Asimismo, somos conscientes de la existencia de buques que transportan mercancías peligrosas a lo largo de los mares y océanos, sin que las autoridades costeras próximas a las rutas sean conscientes y tengan conocimiento de dichas cargas. La consecuencia, en la peor de las situaciones, son los accidentes marítimos y los impactos negativos sobre los ecosistemas y las poblaciones costeras provocados por buques con pabellones de conveniencia o por empresarios free-riders o empresas golondrinas (que aparecen en un lugar, desaparecen inmediatamente y vuelven a emerger en un nuevo emplazamiento con nombre diferente).
Galicia ostenta uno de los récords mundiales de accidentes marítimos con efectos contaminantes sobre los ecosistemas, sin que hasta el momento los procedimientos judiciales fueran capaces de garantizar los procesos de reversión. Los casos del Prestige, Mar Egeo, Policomander, Urquiola, son buenos ejemplos de ello.

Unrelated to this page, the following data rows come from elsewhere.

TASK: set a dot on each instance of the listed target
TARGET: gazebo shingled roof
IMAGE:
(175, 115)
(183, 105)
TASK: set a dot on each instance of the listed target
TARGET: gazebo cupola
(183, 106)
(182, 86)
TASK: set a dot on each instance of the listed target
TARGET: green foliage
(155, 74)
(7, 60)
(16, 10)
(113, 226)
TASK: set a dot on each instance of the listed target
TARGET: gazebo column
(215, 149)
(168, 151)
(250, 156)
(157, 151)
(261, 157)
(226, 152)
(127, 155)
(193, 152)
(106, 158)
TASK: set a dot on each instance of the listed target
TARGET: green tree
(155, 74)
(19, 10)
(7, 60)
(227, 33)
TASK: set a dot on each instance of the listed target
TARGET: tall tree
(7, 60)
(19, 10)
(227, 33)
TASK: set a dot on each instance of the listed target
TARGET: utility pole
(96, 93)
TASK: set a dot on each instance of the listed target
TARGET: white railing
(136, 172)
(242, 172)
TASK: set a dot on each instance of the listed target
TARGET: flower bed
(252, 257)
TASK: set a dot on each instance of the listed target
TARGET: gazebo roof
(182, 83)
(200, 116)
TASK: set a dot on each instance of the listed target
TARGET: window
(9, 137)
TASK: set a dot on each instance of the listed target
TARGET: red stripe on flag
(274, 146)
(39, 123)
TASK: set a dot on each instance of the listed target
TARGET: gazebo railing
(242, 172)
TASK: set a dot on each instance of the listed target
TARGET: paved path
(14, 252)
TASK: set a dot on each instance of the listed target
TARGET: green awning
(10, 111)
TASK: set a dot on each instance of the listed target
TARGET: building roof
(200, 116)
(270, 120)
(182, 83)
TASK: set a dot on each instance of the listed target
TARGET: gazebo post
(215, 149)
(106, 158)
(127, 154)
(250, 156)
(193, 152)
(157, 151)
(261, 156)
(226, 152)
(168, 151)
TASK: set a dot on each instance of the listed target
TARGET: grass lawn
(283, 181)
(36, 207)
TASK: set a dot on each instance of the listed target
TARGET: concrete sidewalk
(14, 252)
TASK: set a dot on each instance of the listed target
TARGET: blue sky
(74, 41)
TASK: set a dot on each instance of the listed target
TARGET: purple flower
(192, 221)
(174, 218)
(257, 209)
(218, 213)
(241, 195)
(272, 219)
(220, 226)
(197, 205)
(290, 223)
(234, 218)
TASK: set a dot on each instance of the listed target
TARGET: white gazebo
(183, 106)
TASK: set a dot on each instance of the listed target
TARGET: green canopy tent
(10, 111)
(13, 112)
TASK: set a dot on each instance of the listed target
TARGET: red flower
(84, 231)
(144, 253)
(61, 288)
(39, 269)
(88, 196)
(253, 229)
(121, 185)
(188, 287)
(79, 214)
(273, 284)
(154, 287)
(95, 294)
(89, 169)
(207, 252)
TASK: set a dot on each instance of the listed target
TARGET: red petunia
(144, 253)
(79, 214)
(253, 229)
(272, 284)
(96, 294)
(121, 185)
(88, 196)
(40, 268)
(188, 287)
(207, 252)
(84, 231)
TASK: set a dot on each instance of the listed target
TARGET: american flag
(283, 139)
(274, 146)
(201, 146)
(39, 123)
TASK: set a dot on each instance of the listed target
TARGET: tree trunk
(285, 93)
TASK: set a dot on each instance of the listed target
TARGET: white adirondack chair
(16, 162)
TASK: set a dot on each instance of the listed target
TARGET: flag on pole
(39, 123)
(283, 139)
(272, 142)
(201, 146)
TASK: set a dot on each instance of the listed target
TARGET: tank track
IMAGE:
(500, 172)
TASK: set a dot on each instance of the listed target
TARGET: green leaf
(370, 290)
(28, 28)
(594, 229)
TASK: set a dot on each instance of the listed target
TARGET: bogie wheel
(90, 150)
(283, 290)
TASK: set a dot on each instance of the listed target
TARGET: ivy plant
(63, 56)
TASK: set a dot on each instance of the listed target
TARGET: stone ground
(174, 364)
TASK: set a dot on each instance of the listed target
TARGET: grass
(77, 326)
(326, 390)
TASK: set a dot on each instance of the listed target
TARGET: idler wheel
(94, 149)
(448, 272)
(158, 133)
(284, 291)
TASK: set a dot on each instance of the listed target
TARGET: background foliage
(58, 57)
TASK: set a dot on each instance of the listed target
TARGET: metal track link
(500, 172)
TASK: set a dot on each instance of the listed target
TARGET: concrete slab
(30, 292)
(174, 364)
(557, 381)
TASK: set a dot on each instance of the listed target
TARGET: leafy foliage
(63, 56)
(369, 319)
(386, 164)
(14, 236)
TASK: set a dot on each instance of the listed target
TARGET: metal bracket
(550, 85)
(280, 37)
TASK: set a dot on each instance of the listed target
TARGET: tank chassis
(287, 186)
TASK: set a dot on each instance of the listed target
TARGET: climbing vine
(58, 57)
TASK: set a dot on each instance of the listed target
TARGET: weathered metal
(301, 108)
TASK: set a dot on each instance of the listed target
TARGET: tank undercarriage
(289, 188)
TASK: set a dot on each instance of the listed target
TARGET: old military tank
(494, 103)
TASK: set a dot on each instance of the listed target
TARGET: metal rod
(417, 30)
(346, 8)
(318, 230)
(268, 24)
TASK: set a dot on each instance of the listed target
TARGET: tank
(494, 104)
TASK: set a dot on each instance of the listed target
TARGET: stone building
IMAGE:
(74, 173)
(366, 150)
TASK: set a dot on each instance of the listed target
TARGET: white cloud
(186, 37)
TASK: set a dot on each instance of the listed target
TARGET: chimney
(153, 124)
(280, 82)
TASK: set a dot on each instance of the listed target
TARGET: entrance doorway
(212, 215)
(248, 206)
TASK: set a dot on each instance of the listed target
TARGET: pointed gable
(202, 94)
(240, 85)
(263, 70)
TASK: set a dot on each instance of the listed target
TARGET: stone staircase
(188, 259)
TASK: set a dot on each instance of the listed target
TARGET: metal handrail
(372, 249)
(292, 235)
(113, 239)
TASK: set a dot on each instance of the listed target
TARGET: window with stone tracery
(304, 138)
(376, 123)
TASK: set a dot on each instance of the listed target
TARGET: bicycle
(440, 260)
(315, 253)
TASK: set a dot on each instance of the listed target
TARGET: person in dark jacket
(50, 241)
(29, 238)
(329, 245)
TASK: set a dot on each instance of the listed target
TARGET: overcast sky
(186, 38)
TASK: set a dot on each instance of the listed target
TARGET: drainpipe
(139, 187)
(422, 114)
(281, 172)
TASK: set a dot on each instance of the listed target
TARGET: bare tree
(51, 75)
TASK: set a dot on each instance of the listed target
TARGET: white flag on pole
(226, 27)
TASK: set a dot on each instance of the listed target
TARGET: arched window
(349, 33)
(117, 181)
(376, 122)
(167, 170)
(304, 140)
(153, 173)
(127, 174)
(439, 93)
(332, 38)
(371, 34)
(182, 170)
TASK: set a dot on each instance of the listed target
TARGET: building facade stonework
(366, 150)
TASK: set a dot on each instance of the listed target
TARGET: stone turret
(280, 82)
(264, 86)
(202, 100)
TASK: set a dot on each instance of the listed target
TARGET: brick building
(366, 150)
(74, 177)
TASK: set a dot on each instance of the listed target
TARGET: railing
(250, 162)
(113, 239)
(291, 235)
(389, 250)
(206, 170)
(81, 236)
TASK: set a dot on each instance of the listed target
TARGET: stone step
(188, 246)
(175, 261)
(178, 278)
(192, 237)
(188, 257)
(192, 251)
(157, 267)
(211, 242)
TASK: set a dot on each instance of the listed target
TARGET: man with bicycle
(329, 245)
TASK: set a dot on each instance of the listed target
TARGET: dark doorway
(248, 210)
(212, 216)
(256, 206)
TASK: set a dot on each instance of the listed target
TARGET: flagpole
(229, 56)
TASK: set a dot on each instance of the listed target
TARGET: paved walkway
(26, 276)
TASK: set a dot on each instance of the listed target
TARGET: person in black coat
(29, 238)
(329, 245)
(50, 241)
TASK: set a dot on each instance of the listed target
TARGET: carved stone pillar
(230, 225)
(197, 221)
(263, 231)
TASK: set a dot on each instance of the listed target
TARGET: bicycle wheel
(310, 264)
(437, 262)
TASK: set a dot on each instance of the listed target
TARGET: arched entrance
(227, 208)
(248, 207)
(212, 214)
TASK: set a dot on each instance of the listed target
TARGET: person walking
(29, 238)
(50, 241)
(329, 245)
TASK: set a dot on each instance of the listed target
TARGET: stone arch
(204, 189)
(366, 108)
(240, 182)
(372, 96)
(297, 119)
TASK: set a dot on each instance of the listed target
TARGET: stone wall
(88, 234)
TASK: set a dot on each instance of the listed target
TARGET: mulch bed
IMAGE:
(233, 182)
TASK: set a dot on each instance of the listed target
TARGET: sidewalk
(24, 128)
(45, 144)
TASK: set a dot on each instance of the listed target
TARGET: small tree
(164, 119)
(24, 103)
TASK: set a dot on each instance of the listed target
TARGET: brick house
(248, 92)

Finalmente, algunos organismos internacionales llaman la atención sobre el deterioro de los ecosistemas y hábitats marinos. Al proceder a su cálculo, la FAO insiste que 2/3 de las poblaciones de peces más comerciales están sobre-explotadas o al límite de la explotación. Hace unos días la Comisión Europea entonaba, de nuevo, el “mea culpa” al reconocer que las medidas puestas en marcha desde hace años en el marco de las políticas de gestión y control de los recursos no habían logrado mejorar el estado de los stocks y que los métodos utilizados no permitieron la reconstitución de los niveles de biomasa deseados y programados.
De ahí que podamos afirmar, en conclusión, que en los mercados locales y globales afluyen y se entremezclan recursos pesqueros capturados con el máximo rigor de los artes y métodos de pesca (esto es, bajo el cumplimiento del código de pesca responsable), con otras especies que procedentes de caladeros más lejanos, ni tan siquiera vienen armonizadas sanitariamente, ni comercialmente, ni tampoco se puede llegar a afirmar que cumplan con el mencionado código de pesca responsable.